To CNP founding member and Texas oil fortune heir T. Cullen Davis, Kavanaugh’s vote on the Supreme Court will help protect the religious liberties that the CNP perceives to be under attack at schools. “On the particular issue of prayer of school, they’re teaching the Muslim religion in school now, but they can’t say the name Jesus,” Davis said. “It’s a tragedy. I would like to see prayer back in school.”
That’s a thing that has happened no times in the last forever years. Huffington Post contributor Eric Zuesse has pointed out that the CNP has a membership largely similar to that of the Koch Brothers’ Republican-Party-controlling consortiums, and was in fact spun off from Koch patriarch Fred Koch’s Christian fundamentalist John Birch Society. Most theocracies are one part zealotry, one part power, and all parts hypocrisy.
Davis said he was pleased so far with Trump’s leadership but that he remains unsure of Trump’s commitment to the faith. “I really don’t know his relationship to Jesus Christ, but he is not hostile to Christianity like Hillary [Clinton] and [Barack] Obama,” he added.
If anybody in that slate of politicians is a Christian, it is President Obama.
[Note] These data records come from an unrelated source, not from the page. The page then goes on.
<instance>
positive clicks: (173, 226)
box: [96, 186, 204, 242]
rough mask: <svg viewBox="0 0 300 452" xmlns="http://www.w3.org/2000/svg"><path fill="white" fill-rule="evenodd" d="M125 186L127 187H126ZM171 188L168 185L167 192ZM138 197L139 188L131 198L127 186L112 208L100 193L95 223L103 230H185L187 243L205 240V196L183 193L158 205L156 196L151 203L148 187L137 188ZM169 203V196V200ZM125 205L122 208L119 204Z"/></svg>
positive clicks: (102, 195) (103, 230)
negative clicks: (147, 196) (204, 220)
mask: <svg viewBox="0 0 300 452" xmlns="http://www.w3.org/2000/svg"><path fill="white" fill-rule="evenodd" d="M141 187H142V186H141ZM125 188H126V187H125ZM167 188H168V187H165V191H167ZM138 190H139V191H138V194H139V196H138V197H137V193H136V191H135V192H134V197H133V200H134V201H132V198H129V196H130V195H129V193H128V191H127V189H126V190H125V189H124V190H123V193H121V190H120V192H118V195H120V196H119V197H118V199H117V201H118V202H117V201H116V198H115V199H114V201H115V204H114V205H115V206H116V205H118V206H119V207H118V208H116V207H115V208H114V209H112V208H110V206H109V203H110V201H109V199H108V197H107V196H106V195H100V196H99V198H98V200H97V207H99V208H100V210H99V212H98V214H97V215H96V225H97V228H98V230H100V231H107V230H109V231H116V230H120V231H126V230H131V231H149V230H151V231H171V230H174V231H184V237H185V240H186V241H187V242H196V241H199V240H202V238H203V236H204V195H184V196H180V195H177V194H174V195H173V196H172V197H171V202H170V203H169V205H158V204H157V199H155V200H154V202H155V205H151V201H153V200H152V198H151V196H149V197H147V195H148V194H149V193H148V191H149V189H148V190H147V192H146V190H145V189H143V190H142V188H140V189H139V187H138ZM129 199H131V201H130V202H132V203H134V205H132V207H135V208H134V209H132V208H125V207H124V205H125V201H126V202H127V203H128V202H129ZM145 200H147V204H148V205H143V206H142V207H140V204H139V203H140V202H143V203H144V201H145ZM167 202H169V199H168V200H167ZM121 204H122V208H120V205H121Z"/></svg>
If you have “moral” issues with Hillary Clinton, they couldn’t be worse than those of the billionaire philanderer, who has spent a career never being photographed near churches (until he campaigned). Of course, President Obama and former Secretary of State Clinton were both not white men, and if God’s taught us anything, it’s that white men were doing great until women showed up, and black people are the result of Noah’s alcoholism.